WebFonts Proposal

WebFonts Proposal

Paul Haeberli
Silicon Graphics Computer Systems
13 Dec 1995
Last Updated 4 Mar 1996
Last Updated 25 Jan 1999

This note describes a simple and efficient way of describing bitmap fonts for down-loading to web browsers. I call this font format a "WebFont".
Motivation
Current HTML tags supported by Netscape and others provide control over the relative size of text, and let the web page author select Italic and Bold for text used on a page. unfortunately, the actual bitmaps for the characters are supplied by the various platforms the browser is running on. This means that documents can and will look quite different on a PC, a MAC, a DEC workstation or an IRIS workstation. This will cause line wrapping to happen in different places, and also can result in very poor looking text on some platforms at some sizes.
The fact that text is drawn differently on each platform makes it extremely difficult to actually design for this medium.
However, if descriptions of bitmap fonts could be sent down to the web browser along with the text and images in the page, I believe we could make a major step forward. A grid for a page could be defined using the <table> tags provided by HTML, and the text would be drawn using bitmaps that are selected by the page designer. This would have to be supported by modifications to the browsers.
A Few Benefits
This approach makes it easy to support non-Latin character sets in a very simple, decentralized way. Documents in Sanskrit, Arabic or Hebrew could be represented very nicely using downloaded bitmap fonts.
Another nice thing about this idea is that it democratizes fonts on the web. Any font designer can easily use or make their fonts available for web page designers.
In addition, anti-aliased bitmaps could be transmitted to the client for display at particular sizes.
Format of a WebFont

A WebFont consists of a GIF image, and a binary file that contains information describing where the pixels for each character in a font can be found in this image.

The .gif image may look something like this.

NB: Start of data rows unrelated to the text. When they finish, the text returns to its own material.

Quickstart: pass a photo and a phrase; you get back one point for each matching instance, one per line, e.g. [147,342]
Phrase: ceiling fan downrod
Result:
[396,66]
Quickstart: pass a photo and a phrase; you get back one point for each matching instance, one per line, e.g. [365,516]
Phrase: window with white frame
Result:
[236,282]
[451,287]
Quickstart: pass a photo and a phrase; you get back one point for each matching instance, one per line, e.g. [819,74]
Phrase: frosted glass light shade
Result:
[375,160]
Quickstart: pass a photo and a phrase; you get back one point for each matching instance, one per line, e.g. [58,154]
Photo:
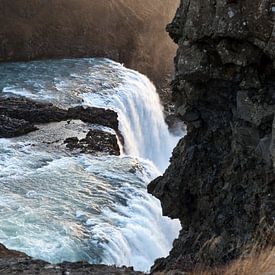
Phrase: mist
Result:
[129,31]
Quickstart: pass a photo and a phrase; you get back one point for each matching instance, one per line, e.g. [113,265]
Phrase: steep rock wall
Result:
[128,31]
[221,181]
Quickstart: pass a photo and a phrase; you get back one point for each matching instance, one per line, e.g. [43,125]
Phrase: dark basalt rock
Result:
[221,181]
[11,127]
[18,116]
[95,141]
[13,262]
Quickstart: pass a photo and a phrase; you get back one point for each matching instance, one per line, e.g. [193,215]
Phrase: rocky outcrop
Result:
[221,181]
[118,29]
[13,262]
[94,142]
[18,115]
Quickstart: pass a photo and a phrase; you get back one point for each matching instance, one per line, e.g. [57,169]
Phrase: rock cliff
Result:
[129,31]
[221,181]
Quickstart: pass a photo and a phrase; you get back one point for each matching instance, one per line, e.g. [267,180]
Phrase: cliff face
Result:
[221,181]
[128,31]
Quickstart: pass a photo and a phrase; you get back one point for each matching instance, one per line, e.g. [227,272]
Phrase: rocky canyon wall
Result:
[221,181]
[128,31]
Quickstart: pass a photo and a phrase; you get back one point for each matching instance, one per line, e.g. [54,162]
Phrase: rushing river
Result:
[59,206]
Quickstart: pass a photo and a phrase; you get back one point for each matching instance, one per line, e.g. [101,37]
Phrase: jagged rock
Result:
[11,127]
[33,112]
[221,180]
[13,262]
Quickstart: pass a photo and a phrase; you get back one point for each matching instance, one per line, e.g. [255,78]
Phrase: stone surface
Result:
[221,181]
[11,127]
[13,262]
[18,110]
[95,141]
[118,29]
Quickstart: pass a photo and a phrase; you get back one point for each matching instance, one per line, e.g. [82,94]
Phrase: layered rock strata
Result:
[221,181]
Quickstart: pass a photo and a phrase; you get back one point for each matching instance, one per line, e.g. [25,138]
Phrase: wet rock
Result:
[221,180]
[11,127]
[13,262]
[96,141]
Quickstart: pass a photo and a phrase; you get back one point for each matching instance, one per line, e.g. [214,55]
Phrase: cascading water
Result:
[141,117]
[56,206]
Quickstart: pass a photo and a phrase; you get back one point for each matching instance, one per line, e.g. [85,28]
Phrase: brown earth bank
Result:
[20,116]
[13,262]
[127,31]
[221,181]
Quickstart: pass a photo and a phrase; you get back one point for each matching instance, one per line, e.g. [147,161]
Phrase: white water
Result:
[56,206]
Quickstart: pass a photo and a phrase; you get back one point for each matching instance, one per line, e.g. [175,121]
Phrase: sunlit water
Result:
[62,207]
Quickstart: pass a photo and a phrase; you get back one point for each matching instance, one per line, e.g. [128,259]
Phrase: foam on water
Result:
[59,207]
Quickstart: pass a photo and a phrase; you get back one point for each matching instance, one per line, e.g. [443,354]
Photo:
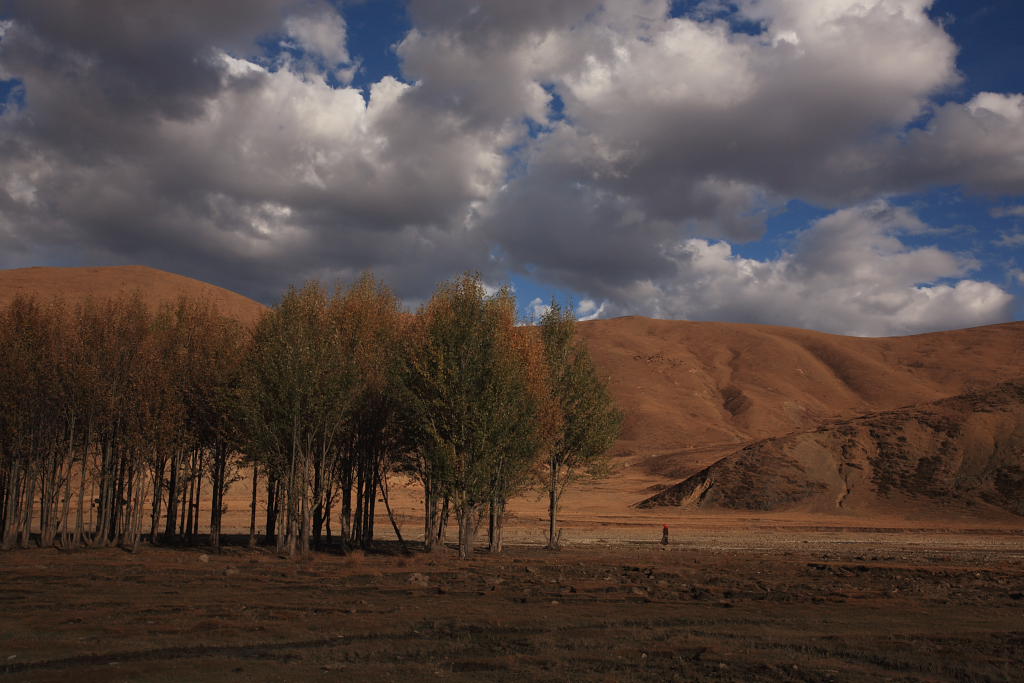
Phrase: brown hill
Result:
[693,392]
[957,455]
[156,287]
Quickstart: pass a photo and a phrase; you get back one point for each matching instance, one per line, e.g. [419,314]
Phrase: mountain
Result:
[757,417]
[957,455]
[693,392]
[156,287]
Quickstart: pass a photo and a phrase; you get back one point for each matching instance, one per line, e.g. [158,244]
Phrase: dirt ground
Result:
[730,598]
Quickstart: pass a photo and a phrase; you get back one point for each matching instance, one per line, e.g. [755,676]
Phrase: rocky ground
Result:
[785,605]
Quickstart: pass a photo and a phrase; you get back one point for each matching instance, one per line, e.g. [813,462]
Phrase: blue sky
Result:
[853,166]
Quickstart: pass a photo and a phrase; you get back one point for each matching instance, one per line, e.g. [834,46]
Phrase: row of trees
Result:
[116,420]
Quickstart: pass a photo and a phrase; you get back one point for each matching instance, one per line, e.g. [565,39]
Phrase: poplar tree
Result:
[477,415]
[589,420]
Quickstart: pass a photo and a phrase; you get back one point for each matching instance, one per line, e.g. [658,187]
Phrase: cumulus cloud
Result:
[1008,212]
[850,272]
[611,147]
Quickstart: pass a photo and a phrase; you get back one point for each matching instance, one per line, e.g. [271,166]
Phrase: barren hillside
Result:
[957,455]
[156,287]
[695,391]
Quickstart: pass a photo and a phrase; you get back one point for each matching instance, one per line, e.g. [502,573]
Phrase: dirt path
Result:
[733,604]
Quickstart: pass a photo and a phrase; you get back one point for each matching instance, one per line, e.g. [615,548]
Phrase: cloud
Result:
[538,309]
[1011,240]
[1007,212]
[850,273]
[609,147]
[588,309]
[254,165]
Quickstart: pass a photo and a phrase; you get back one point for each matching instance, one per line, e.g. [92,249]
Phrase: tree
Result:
[469,381]
[293,394]
[590,421]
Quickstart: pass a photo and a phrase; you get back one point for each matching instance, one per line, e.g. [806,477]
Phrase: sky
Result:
[850,166]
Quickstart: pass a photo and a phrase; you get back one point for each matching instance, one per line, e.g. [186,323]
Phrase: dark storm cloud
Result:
[601,145]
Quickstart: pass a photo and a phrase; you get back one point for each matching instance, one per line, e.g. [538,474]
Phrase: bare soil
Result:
[728,599]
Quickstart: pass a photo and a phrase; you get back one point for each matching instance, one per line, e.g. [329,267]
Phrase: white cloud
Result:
[674,132]
[1011,240]
[588,309]
[322,33]
[1008,212]
[538,309]
[849,273]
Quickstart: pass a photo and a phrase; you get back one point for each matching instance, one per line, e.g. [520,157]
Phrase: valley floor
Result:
[737,601]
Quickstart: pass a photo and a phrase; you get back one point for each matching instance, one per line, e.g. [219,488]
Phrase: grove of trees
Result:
[122,423]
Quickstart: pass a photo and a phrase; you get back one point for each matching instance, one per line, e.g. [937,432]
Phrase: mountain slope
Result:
[694,391]
[957,455]
[156,287]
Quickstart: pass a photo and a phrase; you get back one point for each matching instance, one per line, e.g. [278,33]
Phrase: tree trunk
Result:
[496,526]
[467,515]
[390,515]
[553,510]
[252,508]
[158,501]
[172,497]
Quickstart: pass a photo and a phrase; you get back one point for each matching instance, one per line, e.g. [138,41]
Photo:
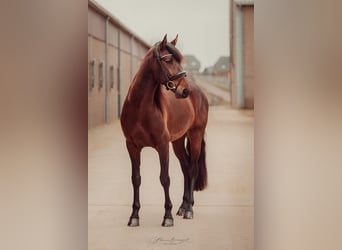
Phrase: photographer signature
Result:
[172,241]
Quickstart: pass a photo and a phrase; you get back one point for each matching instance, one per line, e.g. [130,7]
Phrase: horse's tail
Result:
[202,178]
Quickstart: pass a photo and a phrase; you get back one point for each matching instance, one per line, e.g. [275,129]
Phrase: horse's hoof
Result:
[188,215]
[181,211]
[167,222]
[133,222]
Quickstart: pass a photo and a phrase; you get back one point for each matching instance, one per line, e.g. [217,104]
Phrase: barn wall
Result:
[120,52]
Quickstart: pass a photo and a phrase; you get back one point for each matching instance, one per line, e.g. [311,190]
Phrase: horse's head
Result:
[171,73]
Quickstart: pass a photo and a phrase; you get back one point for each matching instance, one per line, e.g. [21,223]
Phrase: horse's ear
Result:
[163,43]
[174,41]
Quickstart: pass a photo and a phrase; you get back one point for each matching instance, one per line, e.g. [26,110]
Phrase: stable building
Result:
[114,56]
[242,53]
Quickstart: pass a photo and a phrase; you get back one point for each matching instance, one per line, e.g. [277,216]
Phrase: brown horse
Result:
[163,106]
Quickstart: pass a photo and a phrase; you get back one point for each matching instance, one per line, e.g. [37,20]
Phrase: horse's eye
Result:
[168,60]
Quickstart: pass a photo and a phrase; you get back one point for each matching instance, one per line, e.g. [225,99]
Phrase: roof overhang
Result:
[244,2]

The GIF image may have only two colors or may have up to 256 levels of gray. It can have transparency if it is desired. This GIF image uses 4 levels of gray.
The binary file containing the other information has a format that is described by this simple grammar:
font = magic | advancedivisor | lineadvance | advancecode | glyphsetlist | glyphlist
The font information consists of a magic number, a divisor that is applied to x and y advances, the normal advance between lines of text, a code that tells whether the font has x advances, y advances, or both x and y advances, a list of glyphsets, and a list of glyphs. A glyph is the image of part or all of a printed character. Some characters will be described by one glyph, but others may be more compactly represented as two or more glyphs. A letter with an accent with typically be described by one glyph that is the image of the letter, and one glyph that is the image of the accent.

magic = 23 | 45
The magic number is the character value 23 followed by the character value 45
advancedivisor = divisor
This value is a short. Remember all short values are written as two bytes. The most significant byte followed by the least significant byte. Advance values are divided by this value before being used. This is typically 1.
lineadvance = xadvance | yadvance
Two short values specify how much to move vertically and horizontally to advance one line.
advancecode = value
This is a single byte.

if b0 = 0, then type advances from left to right.
if b0 = 1, then type advances from right to left.
if b1 = 0, then lines advance from top to bottom
if b1 = 1, then lines advance from bottom to top

if b2 = 0, then no X advances are given per character.
if b2 = 1, then X advances are given per character.
if b3 = 0, then no Y advances are given per character.
if b3 = 1, then Y advances are given per character.
glyphsetlist = glyphset | glypssetlist

glyphset = nglyphs | startcode
startcode is a short providing a character code. nglyphs specifies how many sequential characters are defined in the font. There is a variable length list of glyphsets. These values are each shorts. The last glyphset is followed by two zero bytes.
glyphlist = glyph | glyphlist

glyph = sizecode | advance | imagerectlist

sizecode = value
This is a single byte. But sometimes 2.

if b0 = 0, the advancevalue is a single byte.
if b0 = 1, the advancevalue is a single short.
if b1 = 0, the imagerect sizes are given with a single byte each.
if b1 = 1, the imagerect sizes are given with a single short each.
if b2 = 0 and b3 = 0, the imagerect pixoffset is specified by 1 byte.
if b2 = 1 and b3 = 0, the imagerect pixoffset is specified by 2 bytes.
if b2 = 0 and b3 = 1, the imagerect pixoffset is specified by 3 bytes.
if b2 = 1 and b3 = 1, the imagerect pixoffset is specified by 4 bytes.
if b4 = 0, the imagerect dstorgs (xdorg and ydorg) are given with a single byte each.
if b4 = 1, the imagerect dstorgs (xdorg and ydorg) are given with a single short each.
if b5 = 0, the pixel order is row by row from the bottom left
if b5 = 1, the pixel order is col by col from the bottom left
if b6 = 0, then there is only one imagerect given
if b6 = 1, the number of imagerects follows the sizecode as an unsigned byte.
advance = value or value | value
If the font has both x and y advances, both are given, otherwise only one advance value is given, the other defaults to 0. Each advance value is represented with a singe byte or a single short depending on the sizecode b0.
imagerectlist = imagerect | imagerectlist

imagerect = xsize | ysize | pixoffset | xdorg | ydorg
Each of the size values is represented as a singe byte or a single short depending on the sizecode b1.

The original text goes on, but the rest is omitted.